In today’s sporting world we get to observe certain embarrassing football celebrations of players scoring and praising themselves by pointing to the name on the back of the shirt rather than the crest on the chest – we know your bloody name numpty. We see players focused more on the colour of their football boots rather than what they do when wearing them. We view kids imitating footballer’s hairstyles rather than step-overs. Most of all, we see youngsters more concerned with their own statistics rather than the result of their team. I admire Auriemma's philosophy of ensuring engagement from players off the court as well as on it to which he explains in the below video.


I recently had a discussion with a colleague at work about his 12 year old son and he was telling me how he was part of a development league which costs upwards of $2,500 per year. On top of that, he spends $400 - $500 on a pair of football boots, at 12 years old.

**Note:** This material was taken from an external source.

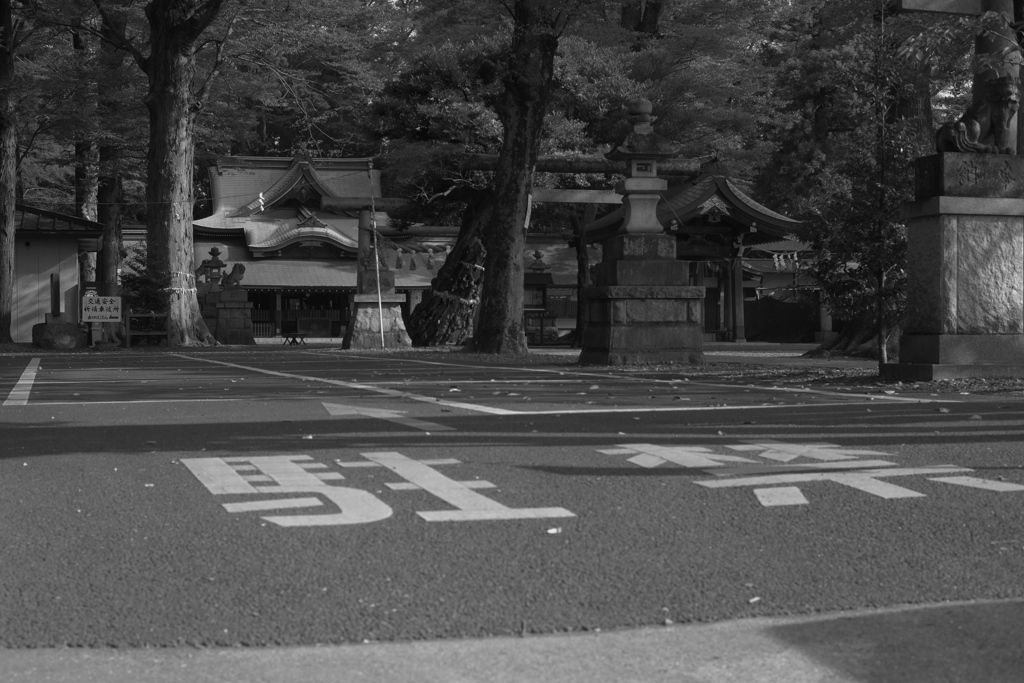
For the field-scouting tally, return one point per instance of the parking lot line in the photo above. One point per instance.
(19, 394)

Add on the travel, tournament fees, tracksuits etc. and we are almost asking our kids families to pay as much as hockey players do – something we use to baulk at.

I put all of the above together and discover a game which has emanated from having to put in blood, sweat and tears to achieve success to success being defined by image, appearance and spending power. Until you have earned your salt, you have no right to demand a pair of boots worth $400 is my opinion. The hours on end of practice, the highs and more importantly, the lows teach invaluable life lessons which should be the main priority of youth football – not the brand of your boots or a hairstyle imitating Cristiano Ronaldo.

The role of coaches and parents is massive in the control and development in youth players. There are three things which I think will elevate players to levels beyond their capabilities, listed below:

1. Work Hard. Practice with the team is one thing but putting in extra time to work on your weaker foot or heading technique will develop ability but also embed a work ethic that is mandatory at the highest level.

2. Be humble. You may be great but there is most likely someone out there better than you. Learn from others and be open to criticism. Ultimately, you should be your own worst critic.

3. Never give up. Football, as life, will relentlessly knock you down - the strong survive by getting up and fighting. Don’t be discouraged because failure is part of success – it’s the lifeblood of being great.

They’re allowed to get away with just whatever, and they’re always thinking about themselves. Me, me, me, me, me. ‘I didn’t score, so why should I be happy?’ ‘I’m not getting enough minutes; why should I be happy?’ That’s the world we live in today, unfortunately. Kids check the scoreboard sometimes because they’re going to get yelled at by their parents if they don’t score enough points. Don’t get me started.